Geert: “Pour l'heure, il n'est pas prévu d'ouvrir de nombreux établissements Bon'Ap en Wallonie. Mais le nom s'y prête aisément. Notre intégration verticale offre de nombreux avantages, mais également un inconvénient. Les produits alimentaires, et certainement la viande, sont très différents selon la région, en termes de goûts et d'ingrédients. Je suis convaincu que l'offre d'un boucher de Liège diverge de 30 à 40% en termes de goûts et de recettes de la nôtre. Là, nous pouvons moins profiter de la force des recettes uniques. Nous voulons d'abord pénétrer autant que possible une zone géographique limitée avant de songer à la Wallonie ou à la France."

MAGASIN DE REPAS

Geert: “Le terme 'blurring' est de plus en plus utilisé, ceci vaut aussi pour notre formule Bon'Ap qui permet aux gens de s'asseoir pour manger. Il est évident que tous les supermarchés y sont confrontés. En définitive, nous évoluerons vers une situation où les gens se rendront toujours dans un magasin pour manger et ne cuisineront plus, voire n'auront même plus de cuisine. Dans les trente prochaines années, on évoluera vers des repas abordables, rapides et sains qui seront consommés en chemin ou sur place. La question est de savoir qui gagnera: le détaillant qui commence aussi un rayon horeca ou l'horeca qui propose une expérience retail?"

PLANS D'AVENIR

Geert: “Continuer ce que nous faisons, sera aussi notre accent dans les prochaines années. Nous avons une équipe fantastique pour le développement de produits, mais étonnamment bien faire les produits simples est réellement un défi. Nous avons déjà bon nombre de bons produits qui obtiennent un score de 7/10, mais j'espère que nous aurons un jour cinquante articles qui font s'extasier les gens, avec un score de 9/10. Que votre voisin déclare qu'il faut se rendre chez Buurtslagers pour cet article. Je ne crois pas que nous devons élargir notre assortiment, mais l'améliorer. Depuis quelques années, un business model entièrement nouveau est né: la distribution qui livre les produits au domicile du client. Peut-être devons-nous mettre en place quelque chose de ce genre dans quelques années mais je ne m'en inquiète pas pour le moment."

L'AVENIR DES BOUCHERS

Geert: “Je pense que l'avenir du boucher classique ne fera que se compliquer. Je vois également que de nombreux bouchers évoluent vers le traiteur, mais ce n'est pas évident en termes d'infrastructure et de personnel. Ce segment de marché continuera de subir des pressions et je crois que ce marché baissera de moitié dans les dix prochaines années. Mais quelques spécialistes subsisteront toujours."

IMAGE DE LA VIANDE

Geert: “Ces dernières années, des initiatives telles que 'les journées sans viande' seront de plus en plus populaires. Aussi étrange que cela paraisse, pour quelqu'un qui travaille constamment dans la viande, cela ne me pose aucun problème. Personnellement, je travaille depuis vingt ans dans l'alimentation saine et j'estime que la responsabilité de l'industrie alimentaire est de donner aux gens des aliments sains.
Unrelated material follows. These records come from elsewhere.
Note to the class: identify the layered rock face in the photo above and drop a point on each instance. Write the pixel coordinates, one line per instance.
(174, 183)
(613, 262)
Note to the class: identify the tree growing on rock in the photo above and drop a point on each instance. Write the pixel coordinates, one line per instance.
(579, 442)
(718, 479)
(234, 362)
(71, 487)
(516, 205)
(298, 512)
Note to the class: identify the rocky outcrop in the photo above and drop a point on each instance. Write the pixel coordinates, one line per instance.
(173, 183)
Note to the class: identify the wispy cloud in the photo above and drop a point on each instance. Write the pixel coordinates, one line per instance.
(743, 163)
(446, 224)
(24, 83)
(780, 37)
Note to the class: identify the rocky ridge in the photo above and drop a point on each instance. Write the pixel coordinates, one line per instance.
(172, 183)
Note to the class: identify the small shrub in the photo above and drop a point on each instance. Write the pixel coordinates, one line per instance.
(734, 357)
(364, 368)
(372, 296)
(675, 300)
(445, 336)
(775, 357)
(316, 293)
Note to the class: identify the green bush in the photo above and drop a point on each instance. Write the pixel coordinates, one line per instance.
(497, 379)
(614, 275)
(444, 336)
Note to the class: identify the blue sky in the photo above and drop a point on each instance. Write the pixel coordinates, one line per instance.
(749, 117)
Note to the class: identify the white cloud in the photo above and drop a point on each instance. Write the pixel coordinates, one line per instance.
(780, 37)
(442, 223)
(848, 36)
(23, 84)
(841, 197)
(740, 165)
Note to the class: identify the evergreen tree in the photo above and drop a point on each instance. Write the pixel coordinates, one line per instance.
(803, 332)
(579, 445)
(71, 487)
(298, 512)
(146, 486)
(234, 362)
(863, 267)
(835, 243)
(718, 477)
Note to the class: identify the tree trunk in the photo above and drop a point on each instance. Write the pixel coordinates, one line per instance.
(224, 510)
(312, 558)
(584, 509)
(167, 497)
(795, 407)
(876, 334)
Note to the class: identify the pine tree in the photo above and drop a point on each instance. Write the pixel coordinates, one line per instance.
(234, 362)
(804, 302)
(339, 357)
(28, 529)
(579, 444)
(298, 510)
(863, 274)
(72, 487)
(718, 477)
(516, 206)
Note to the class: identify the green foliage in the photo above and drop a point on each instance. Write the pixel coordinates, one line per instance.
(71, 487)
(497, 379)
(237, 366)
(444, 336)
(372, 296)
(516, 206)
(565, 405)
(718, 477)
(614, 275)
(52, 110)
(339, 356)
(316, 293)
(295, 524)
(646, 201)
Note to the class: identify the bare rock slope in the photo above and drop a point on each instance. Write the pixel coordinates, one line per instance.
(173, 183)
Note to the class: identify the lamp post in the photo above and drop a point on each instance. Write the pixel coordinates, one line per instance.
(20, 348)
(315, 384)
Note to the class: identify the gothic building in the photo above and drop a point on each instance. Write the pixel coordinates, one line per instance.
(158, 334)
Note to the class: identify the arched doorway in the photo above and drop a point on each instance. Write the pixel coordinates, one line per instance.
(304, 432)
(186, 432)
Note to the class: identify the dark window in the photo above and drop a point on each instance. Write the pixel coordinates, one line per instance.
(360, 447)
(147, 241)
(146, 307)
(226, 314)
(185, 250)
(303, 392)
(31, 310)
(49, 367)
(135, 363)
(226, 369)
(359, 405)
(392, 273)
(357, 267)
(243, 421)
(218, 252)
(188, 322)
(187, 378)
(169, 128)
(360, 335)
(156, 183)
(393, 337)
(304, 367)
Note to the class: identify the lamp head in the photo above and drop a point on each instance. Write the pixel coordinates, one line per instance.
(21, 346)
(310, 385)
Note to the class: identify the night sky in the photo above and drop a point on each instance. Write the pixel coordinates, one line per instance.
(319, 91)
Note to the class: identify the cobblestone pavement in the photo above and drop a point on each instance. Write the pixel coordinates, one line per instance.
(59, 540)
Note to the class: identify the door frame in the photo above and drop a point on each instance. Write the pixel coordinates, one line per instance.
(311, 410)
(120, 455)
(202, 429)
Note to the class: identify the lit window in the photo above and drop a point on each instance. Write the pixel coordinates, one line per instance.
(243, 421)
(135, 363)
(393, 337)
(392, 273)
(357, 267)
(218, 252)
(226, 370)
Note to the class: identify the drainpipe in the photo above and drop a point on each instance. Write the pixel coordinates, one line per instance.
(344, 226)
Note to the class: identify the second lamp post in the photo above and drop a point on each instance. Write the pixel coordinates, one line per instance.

Je ne trouve pas du tout que les gens doivent manger un steak de 300 grammes. C'est aussi l'avantage de Bon'Ap qui me permet de compenser la plus faible consommation de viande grâce à mes autres produits. Ce qui me pose problème, c'est que la viande est souvent associée au cancer et jugée malsaine. Mais je pense aussi que l'on ne doit pas boire de l'alcool ou manger des couques au beurre du boulanger. Si vous écoutez les experts en alimentation, ils disent que tout est un peu étonnamment sain. Je suis convaincu qu'un jour, je vendrai plus de légumes préparés que de viande de bœuf, et j'en suis particulièrement heureux."